Opposition growing among teachers, parents to gov’t plan to lower school entry age to 5

SEOUL, Aug. 1 (Yonhap) -- Opposition is growing among teachers and parents alike to the government's plan to move up the elementary school starting age by one year to 5 starting as early as 2025.

Reporting this year's key policy plans to President Yoon Suk-yeol last week, the education ministry said it will soon begin discussions on the plan to lower the school starting age from the current 6 to 5 and implement it in 2025 at the earliest upon social consensus.

Through the plan, the government seeks to take on more child care for young children against the backdrop of low birth rates, close education gaps and eventually help school graduates land jobs and start their careers earlier than now.

Many teachers and parents are, however, voicing objections to the plan that they say could further deepen already fierce competition for grades and put the burden of schooling on the intellectually unprepared 5 year olds.

Teachers and parents point out the plan could put many students at competitive disadvantages, as the 5- and 6-year-olds who started school at the same time in the transition period will have to compete more for college entrance and job opportunities.

In an effort to address such concerns, Education Minister Park Soon-ae said Monday the government can consider implementing the plan gradually over a 12-year period.
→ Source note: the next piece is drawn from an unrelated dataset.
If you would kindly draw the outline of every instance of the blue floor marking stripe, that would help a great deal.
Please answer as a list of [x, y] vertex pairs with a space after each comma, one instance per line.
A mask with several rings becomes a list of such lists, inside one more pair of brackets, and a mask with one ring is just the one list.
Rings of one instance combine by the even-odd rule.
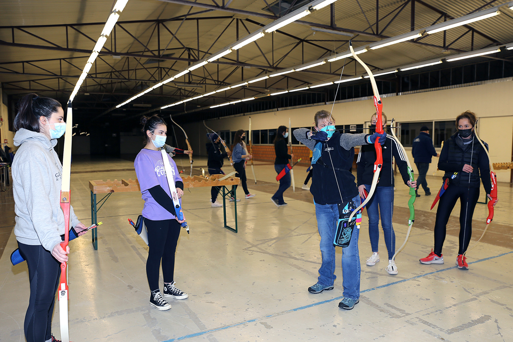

"If there are too much concerns and the level of support is low, the government could in fact choose to implement it through 12 years, moving up one month each year," Park said on CBS radio.

Kindergarten teachers are also opposed to the plan that would lead to fewer students.

On Monday, a total of 36 civic groups representing kindergarten and school teachers and parents planned to stage a protest rally in front of the presidential office to demand its withdrawal.

"Requiring the entry into an elementary school at age 5 is inappropriate given the level of little children's cognitive and emotional development," an official at the association of the civic groups said.

"It could also have negative side effects, such as advancing the starting age for competition for college entrance and private education," the official said.

Since Saturday, the civic groups have collected signatures, mostly online, for their petition calling for the withdrawal of the plan.

A labor union representing public kindergarten teachers nationwide also planned to hold a separate rally against the plan in front of the presidential office later in the day.

Two major teachers' unions -- Korean Federation of Teachers' Association (KFTA) and Korean Teachers and Education Workers Union -- have also voiced objections over the weekend.

"Starting elementary school at age 5 is a policy that disregards young children's development," an official at the Korean Teachers and Education Workers Union said, urging the government to "guarantee little children's rights to develop through play and networking with friends."

A poll conducted by KFTA showed 94.7 percent of teachers were against lowering the school entry age.

According to the poll conducted on 10,662 of its members on Monday, 89.1 percent were strongly opposed to the change and 5.6 percent were opposed.

Asked why they oppose the plan, 82.2 percent said it does not take into consideration the stages of child development, including emotional development, and whether the curriculum's level of difficulty is proper.

Only 5.3 percent were in favor of the plan.